I experimented with myself and the damn hip. What if, instead of pressing my back towards my leg – in a hamstring stretch, for example – I actively opened the hip? I closed my eyes and envisioned the hip joint. The head of the femur, the curve of the acetabulum, expanding space between them. In doing so, I began to actively move the other way, stretch the leg away from the hip, rather than squeezing the leg into the hip in deep flexion. Space grew instead of strain. From the outside, I looked as though I were doing a common hamstring stretch, nothing fancy or different.. In my reality, I was moving quite differently, actively opening the space. This new way of thinking and moving was actually the opposite of what I had been doing my whole exercising and dancing life!

I changed the way I moved in that hip. From sitting to standing to dancing, I try to create the image of space moving where aching used to live. I still put a pillow between my knees much of the time while I sleep. Even a small pillow seems to release my hips and lower back at the same time, and it feels softer and cozier than my own knees pressed together.

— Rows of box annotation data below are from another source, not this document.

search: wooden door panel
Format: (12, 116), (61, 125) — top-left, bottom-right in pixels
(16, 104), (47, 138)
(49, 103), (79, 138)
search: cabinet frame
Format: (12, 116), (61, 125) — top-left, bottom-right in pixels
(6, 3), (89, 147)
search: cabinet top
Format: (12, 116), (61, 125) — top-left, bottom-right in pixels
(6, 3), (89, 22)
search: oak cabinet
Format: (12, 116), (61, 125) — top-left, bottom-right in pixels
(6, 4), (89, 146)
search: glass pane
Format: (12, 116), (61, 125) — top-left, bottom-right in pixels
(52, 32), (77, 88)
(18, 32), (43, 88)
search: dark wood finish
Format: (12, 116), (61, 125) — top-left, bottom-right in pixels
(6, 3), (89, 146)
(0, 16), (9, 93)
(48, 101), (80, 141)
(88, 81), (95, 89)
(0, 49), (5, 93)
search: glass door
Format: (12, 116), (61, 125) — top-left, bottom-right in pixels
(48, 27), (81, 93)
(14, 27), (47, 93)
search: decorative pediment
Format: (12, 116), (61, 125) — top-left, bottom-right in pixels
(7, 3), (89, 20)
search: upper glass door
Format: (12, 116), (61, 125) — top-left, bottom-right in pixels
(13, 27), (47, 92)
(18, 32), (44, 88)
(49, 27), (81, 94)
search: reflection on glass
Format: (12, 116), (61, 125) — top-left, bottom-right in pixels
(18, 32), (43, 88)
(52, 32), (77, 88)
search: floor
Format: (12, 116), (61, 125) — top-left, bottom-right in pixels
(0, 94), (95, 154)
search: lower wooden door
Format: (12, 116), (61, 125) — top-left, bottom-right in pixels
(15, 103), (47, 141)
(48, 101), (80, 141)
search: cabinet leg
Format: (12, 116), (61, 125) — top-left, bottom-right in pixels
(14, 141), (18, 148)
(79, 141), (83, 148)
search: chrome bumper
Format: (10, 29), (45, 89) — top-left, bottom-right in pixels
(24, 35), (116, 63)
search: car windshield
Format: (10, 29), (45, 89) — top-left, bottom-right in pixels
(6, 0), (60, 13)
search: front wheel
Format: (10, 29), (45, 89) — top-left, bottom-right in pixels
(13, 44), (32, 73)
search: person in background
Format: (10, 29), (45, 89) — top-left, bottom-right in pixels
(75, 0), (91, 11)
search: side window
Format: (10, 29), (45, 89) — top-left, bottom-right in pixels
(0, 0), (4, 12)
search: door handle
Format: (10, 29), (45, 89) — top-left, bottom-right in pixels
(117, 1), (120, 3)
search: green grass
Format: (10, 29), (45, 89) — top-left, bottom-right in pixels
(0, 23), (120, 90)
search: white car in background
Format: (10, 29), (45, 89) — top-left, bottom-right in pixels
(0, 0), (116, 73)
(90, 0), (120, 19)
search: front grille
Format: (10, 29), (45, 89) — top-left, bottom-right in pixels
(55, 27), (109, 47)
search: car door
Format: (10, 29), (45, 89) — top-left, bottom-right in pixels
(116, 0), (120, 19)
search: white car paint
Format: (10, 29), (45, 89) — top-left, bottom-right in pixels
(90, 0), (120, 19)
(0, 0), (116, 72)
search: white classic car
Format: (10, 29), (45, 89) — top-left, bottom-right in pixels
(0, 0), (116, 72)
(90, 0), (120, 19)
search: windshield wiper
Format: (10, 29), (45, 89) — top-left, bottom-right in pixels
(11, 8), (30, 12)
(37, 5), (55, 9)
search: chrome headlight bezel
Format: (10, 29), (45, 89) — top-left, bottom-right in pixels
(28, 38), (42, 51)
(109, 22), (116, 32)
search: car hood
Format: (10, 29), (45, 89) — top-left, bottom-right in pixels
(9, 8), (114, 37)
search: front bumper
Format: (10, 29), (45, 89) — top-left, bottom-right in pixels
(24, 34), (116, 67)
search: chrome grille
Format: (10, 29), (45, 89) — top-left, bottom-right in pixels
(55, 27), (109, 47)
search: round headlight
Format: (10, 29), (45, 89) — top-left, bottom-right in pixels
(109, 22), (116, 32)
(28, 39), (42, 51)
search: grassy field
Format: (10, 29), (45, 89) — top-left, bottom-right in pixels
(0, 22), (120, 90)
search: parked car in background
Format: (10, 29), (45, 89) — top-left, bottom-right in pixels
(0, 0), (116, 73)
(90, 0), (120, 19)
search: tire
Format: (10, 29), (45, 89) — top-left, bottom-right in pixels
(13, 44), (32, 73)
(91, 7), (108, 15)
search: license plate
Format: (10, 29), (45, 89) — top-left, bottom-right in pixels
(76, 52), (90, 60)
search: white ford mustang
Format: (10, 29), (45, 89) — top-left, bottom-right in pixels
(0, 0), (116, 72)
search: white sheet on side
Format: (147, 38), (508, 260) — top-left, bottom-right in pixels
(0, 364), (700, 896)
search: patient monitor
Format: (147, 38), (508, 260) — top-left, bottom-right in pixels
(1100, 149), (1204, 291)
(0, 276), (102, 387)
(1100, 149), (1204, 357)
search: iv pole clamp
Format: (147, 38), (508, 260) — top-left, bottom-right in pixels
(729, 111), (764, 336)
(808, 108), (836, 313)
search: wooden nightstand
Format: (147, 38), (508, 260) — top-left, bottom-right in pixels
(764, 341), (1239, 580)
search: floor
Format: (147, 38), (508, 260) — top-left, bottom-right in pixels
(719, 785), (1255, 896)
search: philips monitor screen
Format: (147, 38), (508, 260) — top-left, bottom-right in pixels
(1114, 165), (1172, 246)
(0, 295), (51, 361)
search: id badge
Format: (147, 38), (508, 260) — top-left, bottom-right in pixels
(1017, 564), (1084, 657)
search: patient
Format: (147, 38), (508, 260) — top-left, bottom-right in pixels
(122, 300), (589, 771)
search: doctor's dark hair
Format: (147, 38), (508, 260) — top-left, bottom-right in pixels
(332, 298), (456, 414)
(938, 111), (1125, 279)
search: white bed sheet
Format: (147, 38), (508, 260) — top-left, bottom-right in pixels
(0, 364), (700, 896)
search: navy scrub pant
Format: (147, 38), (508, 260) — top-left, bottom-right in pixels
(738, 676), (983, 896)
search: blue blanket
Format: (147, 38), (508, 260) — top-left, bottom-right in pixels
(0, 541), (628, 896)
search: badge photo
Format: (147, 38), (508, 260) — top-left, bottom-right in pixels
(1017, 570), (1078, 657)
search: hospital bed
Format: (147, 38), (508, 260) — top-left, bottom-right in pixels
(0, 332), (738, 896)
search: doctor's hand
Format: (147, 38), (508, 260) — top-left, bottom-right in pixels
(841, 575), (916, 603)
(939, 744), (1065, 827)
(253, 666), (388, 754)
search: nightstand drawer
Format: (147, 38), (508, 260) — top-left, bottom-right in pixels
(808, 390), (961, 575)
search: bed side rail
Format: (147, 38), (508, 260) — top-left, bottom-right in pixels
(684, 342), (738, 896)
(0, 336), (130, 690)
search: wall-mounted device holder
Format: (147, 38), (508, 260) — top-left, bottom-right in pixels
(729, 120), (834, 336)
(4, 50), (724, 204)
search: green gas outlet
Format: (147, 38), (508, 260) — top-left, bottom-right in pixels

When I bring this concept to my Agile Aging exercise classes for seniors, they are interested right away. Everyone has a bit or a lot of arthritis somewhere, or knows someone who has. We’ve discovered the space in our necks, our jaws, our hands, our feet, our knees and our backs. We’ve gotten stronger and more flexible without strain. We laugh and dance and ask questions and share stories.

And, we are learning how these new ideas can work in our everyday life, how this new idea of space can help us with our daily chores and with getting around without falling down. We are aging with agility and grace, with a bounce in our step, a smile on our face, and, for me, the reality of pain-free space in my hip.